Für den Beutelwolf ist es zu spät, auch für den neuseeländischen Riesenvogel Moa. Die einzigartigen genetischen Informationen, die diese ausgerotteten Arten im Laufe ihrer Evolution entwickelt hatten, sind verloren. Zwar gibt es von vielen ausgestorbenen Tieren noch ein paar ausgebleichte Knochen oder ausgestopfte Museumsexemplare. Doch ist ihr Erbmaterial DNA (Deoxyribonucleic acid) oft so schlecht erhalten, dass Molekularbiologen kaum noch darin lesen können.

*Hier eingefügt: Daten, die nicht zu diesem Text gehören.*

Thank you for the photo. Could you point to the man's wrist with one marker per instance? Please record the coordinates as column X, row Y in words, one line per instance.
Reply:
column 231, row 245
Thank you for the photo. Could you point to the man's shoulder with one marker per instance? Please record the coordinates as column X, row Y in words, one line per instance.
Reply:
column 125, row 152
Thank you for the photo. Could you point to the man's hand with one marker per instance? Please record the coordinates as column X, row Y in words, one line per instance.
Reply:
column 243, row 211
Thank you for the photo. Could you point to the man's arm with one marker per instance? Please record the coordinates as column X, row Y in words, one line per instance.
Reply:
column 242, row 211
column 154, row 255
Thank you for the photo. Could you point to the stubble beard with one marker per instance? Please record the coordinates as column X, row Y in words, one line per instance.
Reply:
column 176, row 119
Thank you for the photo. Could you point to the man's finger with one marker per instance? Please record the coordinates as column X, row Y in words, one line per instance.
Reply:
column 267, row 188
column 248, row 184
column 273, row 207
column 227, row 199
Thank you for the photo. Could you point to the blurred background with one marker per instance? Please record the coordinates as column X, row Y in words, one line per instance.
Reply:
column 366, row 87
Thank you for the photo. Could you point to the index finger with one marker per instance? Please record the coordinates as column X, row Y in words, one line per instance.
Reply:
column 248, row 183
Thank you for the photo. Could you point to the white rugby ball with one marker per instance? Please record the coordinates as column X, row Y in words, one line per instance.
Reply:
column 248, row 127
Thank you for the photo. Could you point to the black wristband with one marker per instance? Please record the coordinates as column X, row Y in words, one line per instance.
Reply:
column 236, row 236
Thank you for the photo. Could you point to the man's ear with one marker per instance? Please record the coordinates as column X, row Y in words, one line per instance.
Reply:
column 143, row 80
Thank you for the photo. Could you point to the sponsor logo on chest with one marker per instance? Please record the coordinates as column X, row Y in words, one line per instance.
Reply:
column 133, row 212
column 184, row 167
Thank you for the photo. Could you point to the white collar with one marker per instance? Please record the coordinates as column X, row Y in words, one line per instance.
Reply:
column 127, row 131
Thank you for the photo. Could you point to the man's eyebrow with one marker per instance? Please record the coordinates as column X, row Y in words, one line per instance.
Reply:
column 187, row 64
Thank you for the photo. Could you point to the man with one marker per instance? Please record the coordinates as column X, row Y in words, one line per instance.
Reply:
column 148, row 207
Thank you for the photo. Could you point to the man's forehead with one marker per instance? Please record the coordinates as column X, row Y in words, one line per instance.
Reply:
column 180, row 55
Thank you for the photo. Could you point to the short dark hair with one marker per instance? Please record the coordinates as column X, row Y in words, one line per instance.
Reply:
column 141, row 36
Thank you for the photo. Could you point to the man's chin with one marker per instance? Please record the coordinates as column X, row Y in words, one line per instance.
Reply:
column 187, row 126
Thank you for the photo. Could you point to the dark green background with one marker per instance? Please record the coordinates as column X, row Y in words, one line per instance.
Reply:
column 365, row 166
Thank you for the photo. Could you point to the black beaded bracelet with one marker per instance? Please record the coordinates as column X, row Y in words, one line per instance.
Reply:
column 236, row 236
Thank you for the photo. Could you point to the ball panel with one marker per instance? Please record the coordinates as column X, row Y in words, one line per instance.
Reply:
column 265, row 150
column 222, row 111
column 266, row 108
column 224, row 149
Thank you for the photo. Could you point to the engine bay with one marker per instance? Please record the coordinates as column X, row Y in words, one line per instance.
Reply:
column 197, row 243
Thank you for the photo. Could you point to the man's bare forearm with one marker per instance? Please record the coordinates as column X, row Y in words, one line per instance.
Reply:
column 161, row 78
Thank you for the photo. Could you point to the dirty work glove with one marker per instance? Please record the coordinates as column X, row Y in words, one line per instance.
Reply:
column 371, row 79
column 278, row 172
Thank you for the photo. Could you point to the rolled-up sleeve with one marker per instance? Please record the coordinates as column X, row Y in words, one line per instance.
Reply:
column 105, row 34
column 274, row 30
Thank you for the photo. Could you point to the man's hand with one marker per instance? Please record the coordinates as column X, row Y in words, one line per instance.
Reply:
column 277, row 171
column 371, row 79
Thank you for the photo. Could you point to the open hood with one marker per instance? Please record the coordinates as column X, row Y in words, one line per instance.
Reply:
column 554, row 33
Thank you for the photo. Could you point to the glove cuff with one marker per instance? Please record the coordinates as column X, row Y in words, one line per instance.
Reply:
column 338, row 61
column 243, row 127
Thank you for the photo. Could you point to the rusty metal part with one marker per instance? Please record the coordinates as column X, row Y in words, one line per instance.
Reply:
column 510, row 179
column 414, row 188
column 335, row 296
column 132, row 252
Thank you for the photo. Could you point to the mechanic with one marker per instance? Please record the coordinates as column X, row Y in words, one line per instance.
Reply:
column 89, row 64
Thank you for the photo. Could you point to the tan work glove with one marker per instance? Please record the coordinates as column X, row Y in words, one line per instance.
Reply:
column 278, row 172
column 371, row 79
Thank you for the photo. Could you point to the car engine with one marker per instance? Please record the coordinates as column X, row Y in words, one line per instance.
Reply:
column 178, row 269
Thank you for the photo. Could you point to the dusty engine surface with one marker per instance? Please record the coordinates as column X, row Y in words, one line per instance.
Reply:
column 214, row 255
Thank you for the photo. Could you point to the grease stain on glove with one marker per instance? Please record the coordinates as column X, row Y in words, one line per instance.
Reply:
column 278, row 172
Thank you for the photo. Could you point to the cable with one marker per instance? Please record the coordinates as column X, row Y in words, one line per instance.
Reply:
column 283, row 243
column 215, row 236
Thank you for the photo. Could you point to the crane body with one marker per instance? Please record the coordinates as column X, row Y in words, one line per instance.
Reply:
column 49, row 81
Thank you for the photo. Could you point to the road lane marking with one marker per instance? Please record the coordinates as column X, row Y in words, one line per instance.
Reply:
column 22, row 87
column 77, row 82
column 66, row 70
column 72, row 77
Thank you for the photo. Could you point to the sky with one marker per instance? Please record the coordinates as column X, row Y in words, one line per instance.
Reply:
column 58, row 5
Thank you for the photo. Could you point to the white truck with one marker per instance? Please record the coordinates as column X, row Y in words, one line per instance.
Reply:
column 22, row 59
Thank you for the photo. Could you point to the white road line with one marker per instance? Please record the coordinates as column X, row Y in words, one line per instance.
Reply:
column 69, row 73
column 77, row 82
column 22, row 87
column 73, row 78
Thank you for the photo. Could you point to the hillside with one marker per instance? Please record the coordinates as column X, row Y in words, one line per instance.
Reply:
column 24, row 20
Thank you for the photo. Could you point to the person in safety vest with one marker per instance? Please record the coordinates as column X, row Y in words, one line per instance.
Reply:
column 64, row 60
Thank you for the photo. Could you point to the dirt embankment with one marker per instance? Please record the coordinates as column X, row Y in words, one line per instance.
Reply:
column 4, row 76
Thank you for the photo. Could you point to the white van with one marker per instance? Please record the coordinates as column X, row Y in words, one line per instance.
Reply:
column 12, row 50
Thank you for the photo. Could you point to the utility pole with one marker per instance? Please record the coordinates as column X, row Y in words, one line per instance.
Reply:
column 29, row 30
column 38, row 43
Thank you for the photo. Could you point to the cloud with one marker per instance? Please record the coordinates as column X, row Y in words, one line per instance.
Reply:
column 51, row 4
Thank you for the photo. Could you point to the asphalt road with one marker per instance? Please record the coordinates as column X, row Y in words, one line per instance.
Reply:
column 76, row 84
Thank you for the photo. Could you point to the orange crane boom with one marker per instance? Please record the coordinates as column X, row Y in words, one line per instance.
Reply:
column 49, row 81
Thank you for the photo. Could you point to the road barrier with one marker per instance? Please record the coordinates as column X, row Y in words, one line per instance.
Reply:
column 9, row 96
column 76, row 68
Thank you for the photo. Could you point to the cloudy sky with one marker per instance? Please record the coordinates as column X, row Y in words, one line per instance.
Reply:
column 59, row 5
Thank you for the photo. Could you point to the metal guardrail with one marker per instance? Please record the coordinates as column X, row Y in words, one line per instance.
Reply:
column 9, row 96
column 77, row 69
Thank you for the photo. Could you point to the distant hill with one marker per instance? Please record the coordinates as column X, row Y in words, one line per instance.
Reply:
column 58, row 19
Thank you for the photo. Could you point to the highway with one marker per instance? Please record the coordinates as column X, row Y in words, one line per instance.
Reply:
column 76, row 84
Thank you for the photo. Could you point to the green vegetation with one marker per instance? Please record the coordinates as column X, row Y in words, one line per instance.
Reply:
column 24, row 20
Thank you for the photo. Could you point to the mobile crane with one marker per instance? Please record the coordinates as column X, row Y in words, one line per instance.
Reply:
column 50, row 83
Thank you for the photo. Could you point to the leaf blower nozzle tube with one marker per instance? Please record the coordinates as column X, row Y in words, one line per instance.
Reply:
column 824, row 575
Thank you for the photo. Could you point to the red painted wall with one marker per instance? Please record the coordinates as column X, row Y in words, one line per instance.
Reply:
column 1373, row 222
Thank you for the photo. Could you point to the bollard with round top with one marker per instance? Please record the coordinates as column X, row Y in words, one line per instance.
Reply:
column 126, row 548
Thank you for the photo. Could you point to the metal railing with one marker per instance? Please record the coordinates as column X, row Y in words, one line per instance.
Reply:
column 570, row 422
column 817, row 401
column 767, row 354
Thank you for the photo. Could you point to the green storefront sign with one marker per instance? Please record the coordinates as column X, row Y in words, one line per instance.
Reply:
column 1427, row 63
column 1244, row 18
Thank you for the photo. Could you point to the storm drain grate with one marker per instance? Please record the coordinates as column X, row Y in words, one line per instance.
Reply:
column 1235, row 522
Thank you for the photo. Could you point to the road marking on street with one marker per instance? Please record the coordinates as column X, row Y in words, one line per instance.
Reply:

Von noch lebenden Arten wollen Wissenschaftler aussagekräftigere Andenken bewahren: Unter Federführung der University of Nottingham in Großbritannien sind 14 Forschungsinstitute, Universitäten, Zoos und Museen aus aller Welt dabei, eine Art Back-up der biologischen Vielfalt aufzubauen. Im Rahmen des Projekts "Frozen Ark" ("Gefrorene Arche") lagern sie dazu DNA, Zellen und Gewebe ein.

Eines Tages soll die Kollektion Proben von sämtlichen gut 16 000 bedrohten Tierarten enthalten, die auf der Roten Liste der Weltnaturschutzunion IUCN stehen. Bis zum Jahr 2015 wollen die Forscher schon einmal Material von mindestens 10 000 dieser Spezies beisammen haben. "Das wird uns allerdings noch viel Arbeit kosten", sagt Heribert Hofer, Direktor des Leibniz-Instituts für Zoo- und Wildtierforschung (IZW) in Berlin. Er und seine Kollegen sind die bisher einzigen deutschen Wissenschaftler an Bord der "gefrorenen Arche". Seit Jahren beschäftigen sie sich mit der Frage, wie man die Ei- und Samenzellen von Säugetieren in befruchtungsfähigem Zustand aufbewahren kann. Dabei hatten sie reichlich Gelegenheit, die Tücken dieses Unterfangens kennenzulernen.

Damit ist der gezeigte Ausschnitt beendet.